PySpark recommendation system for movies. Final project for DSCI 632.

Primary LanguageJupyter Notebook

Creating a Movie Recommendation System Using PySpark

Project Overview:

This repository was created for the INFO 632 course at Drexel University. The goal was to create a recommendating system using PySpark to recommend any number of movies to a user given their previous ratings and ratings of other users who are similar to them. We utilized both collaborative filtering and content-based recommendations. The ratings data used came from GroupLens, specifically their MovieLens dataset.

File Manifest:

  • Folder /data - Contains all data files
    • links.csv - Contains IMDb and TMDb movie IDs.
    • movies.csv - Contains movie titles and genres.
    • ratings.csv - Contains ratings data for each user.
    • tags.csv - Contains user-provided tags for movies.
  • Folder /documents - Cotains all miscellaneous documents
    • Final Project Write Up.pdf - Final report required for class.
  • Part1_EDA.ipynb - Python/PySpark code for MovieLens EDA.
  • Part2_CollaborativeFiltering.ipynb - Python/PySpark code for collaborative filtering recommending.
  • Part3_ContentBased.ipynb - Python/PySpark code for content-based recommending.

Reason for Project:

Movie predictions can help users find movies they'll most likely enjoy that they might otherwise not have discovered. Accurate and useful recommendations can also encourage a user to continue utilizing a given platform, like Netflix, Hulu, or Disney+.

Team Members:

Alphabetized by last name:

Python Requirements

  • Python ≥ 3.8.
  • Python libraries required:
    • matplotlib.pylot
    • pandas

How to Execute Notebook:

All of the code in this project needs to be opened in a Jupyter notebook environment. We recommend using Google Colab.
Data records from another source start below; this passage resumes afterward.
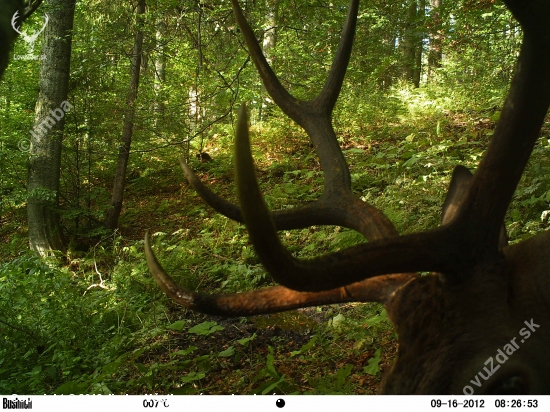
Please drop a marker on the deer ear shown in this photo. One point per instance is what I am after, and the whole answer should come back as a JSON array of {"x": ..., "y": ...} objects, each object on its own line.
[{"x": 458, "y": 190}]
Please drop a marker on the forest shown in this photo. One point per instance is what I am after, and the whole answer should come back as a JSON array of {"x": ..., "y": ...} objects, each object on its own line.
[{"x": 101, "y": 99}]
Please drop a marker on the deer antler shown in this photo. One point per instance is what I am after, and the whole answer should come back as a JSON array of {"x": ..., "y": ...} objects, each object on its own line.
[
  {"x": 470, "y": 234},
  {"x": 26, "y": 37}
]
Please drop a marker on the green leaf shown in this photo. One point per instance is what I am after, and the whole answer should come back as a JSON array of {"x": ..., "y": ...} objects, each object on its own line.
[
  {"x": 193, "y": 376},
  {"x": 177, "y": 326},
  {"x": 228, "y": 352},
  {"x": 246, "y": 341},
  {"x": 305, "y": 347},
  {"x": 373, "y": 368},
  {"x": 342, "y": 374},
  {"x": 377, "y": 319},
  {"x": 184, "y": 352},
  {"x": 205, "y": 328}
]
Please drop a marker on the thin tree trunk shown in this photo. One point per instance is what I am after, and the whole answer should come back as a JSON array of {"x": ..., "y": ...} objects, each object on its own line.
[
  {"x": 419, "y": 47},
  {"x": 160, "y": 73},
  {"x": 46, "y": 136},
  {"x": 111, "y": 218},
  {"x": 436, "y": 52},
  {"x": 268, "y": 44},
  {"x": 409, "y": 42}
]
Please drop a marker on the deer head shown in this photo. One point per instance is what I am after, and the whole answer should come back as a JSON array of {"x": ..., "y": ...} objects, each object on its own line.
[{"x": 479, "y": 323}]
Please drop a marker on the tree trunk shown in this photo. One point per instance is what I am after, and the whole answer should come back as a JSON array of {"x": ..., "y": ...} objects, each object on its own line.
[
  {"x": 160, "y": 73},
  {"x": 46, "y": 137},
  {"x": 409, "y": 43},
  {"x": 111, "y": 218},
  {"x": 436, "y": 53},
  {"x": 419, "y": 47},
  {"x": 268, "y": 44}
]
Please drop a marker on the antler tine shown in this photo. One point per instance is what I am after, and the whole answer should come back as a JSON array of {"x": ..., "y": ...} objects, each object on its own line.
[
  {"x": 280, "y": 95},
  {"x": 417, "y": 252},
  {"x": 273, "y": 299},
  {"x": 348, "y": 212},
  {"x": 328, "y": 96},
  {"x": 337, "y": 205},
  {"x": 517, "y": 130}
]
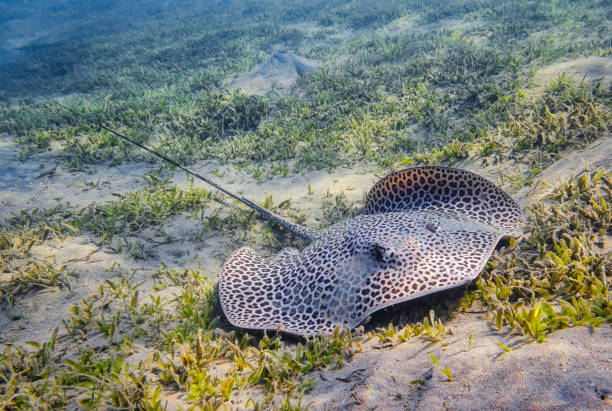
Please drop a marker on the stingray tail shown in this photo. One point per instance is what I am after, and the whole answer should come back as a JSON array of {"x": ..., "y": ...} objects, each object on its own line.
[{"x": 303, "y": 232}]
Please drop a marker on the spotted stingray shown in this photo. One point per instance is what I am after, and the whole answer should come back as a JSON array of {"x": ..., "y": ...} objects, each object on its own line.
[{"x": 425, "y": 229}]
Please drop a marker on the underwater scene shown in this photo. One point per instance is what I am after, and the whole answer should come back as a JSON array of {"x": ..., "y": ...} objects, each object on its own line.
[{"x": 287, "y": 205}]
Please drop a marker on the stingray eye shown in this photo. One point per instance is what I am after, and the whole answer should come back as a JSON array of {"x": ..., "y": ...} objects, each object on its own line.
[{"x": 379, "y": 252}]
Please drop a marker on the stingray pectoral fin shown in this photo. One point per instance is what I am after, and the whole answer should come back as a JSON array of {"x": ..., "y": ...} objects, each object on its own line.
[
  {"x": 245, "y": 282},
  {"x": 446, "y": 189}
]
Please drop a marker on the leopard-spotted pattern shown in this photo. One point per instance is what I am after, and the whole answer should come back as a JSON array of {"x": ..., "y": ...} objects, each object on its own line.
[{"x": 427, "y": 229}]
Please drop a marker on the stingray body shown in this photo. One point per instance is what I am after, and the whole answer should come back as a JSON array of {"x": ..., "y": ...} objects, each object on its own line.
[{"x": 425, "y": 229}]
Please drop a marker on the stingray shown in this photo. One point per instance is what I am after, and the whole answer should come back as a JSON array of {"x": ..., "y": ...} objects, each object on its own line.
[{"x": 424, "y": 230}]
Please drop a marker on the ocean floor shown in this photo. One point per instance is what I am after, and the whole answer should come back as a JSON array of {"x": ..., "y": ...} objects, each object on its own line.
[{"x": 571, "y": 369}]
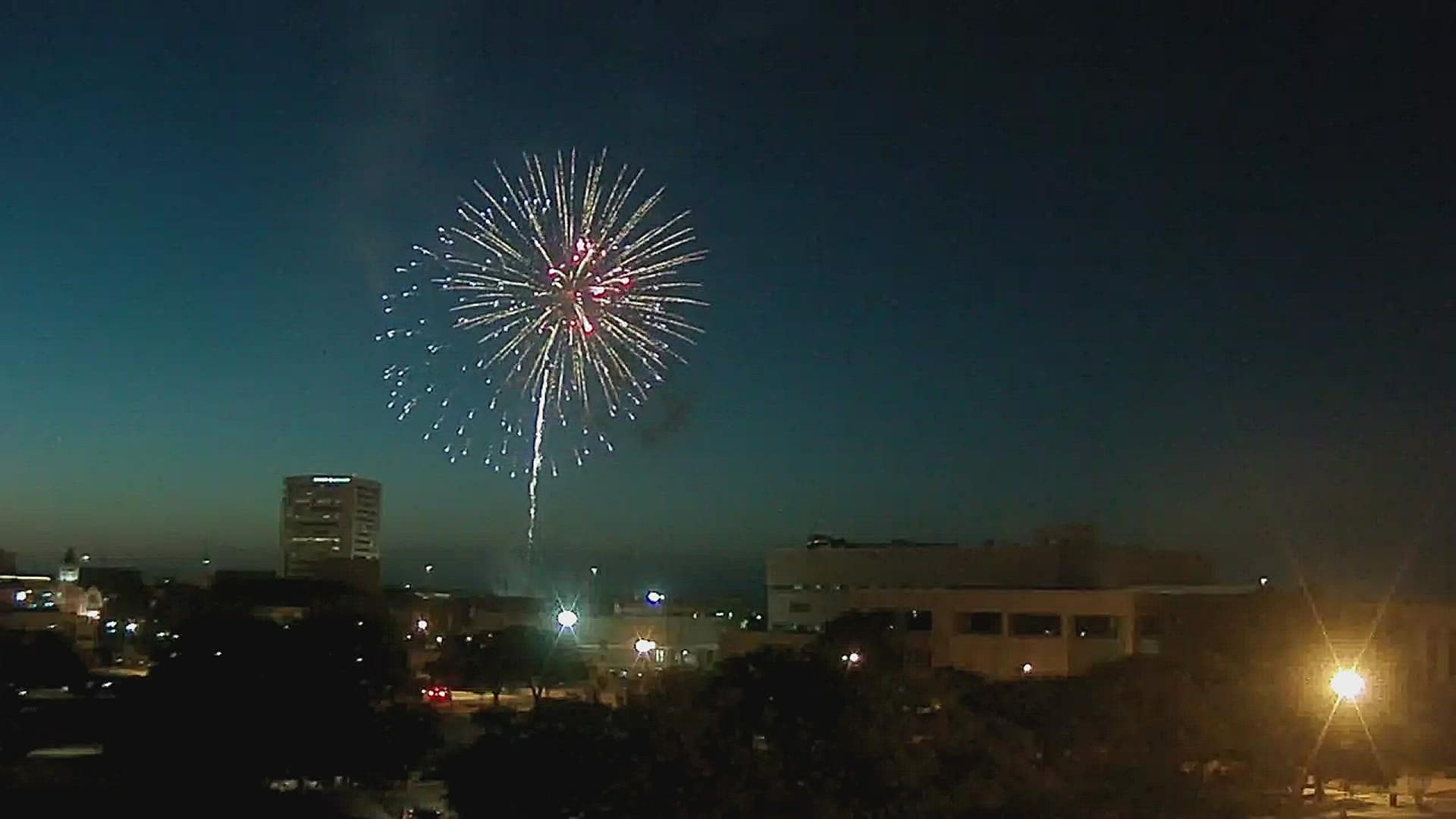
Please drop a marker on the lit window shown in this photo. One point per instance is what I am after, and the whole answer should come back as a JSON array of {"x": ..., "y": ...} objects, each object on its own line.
[{"x": 1036, "y": 626}]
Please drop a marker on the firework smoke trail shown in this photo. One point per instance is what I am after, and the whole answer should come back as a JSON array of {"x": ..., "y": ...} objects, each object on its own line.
[
  {"x": 536, "y": 466},
  {"x": 554, "y": 305}
]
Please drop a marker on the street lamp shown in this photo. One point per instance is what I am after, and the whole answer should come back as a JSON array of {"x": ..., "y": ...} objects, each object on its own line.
[{"x": 1347, "y": 684}]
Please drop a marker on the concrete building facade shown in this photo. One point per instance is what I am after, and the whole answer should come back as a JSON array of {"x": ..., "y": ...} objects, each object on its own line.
[
  {"x": 327, "y": 519},
  {"x": 811, "y": 585}
]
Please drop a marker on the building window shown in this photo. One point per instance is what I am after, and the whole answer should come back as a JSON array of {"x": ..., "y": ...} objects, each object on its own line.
[
  {"x": 1095, "y": 626},
  {"x": 1433, "y": 653},
  {"x": 979, "y": 623},
  {"x": 1036, "y": 626}
]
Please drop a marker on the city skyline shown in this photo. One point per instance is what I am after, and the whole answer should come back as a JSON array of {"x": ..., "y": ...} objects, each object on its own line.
[{"x": 1014, "y": 281}]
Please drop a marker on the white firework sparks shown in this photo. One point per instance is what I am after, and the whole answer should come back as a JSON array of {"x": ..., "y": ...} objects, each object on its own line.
[{"x": 552, "y": 306}]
Known Limitations of Project:

  1. Only 600 users. This only contains data on 600 users. More users would allow for better predictions and might highlight additional latent features that could be valuable.
  2. Most current data is four years old. It might be useful to include ratings from current movies. If we provided hypothetical recommendations to these users, it might not longer be accurate for their current tastes.
  3. Small dataset We only have 100,000 ratings. If we had the cloud computing power, we could analyze the larger 20M+ ratings dataset.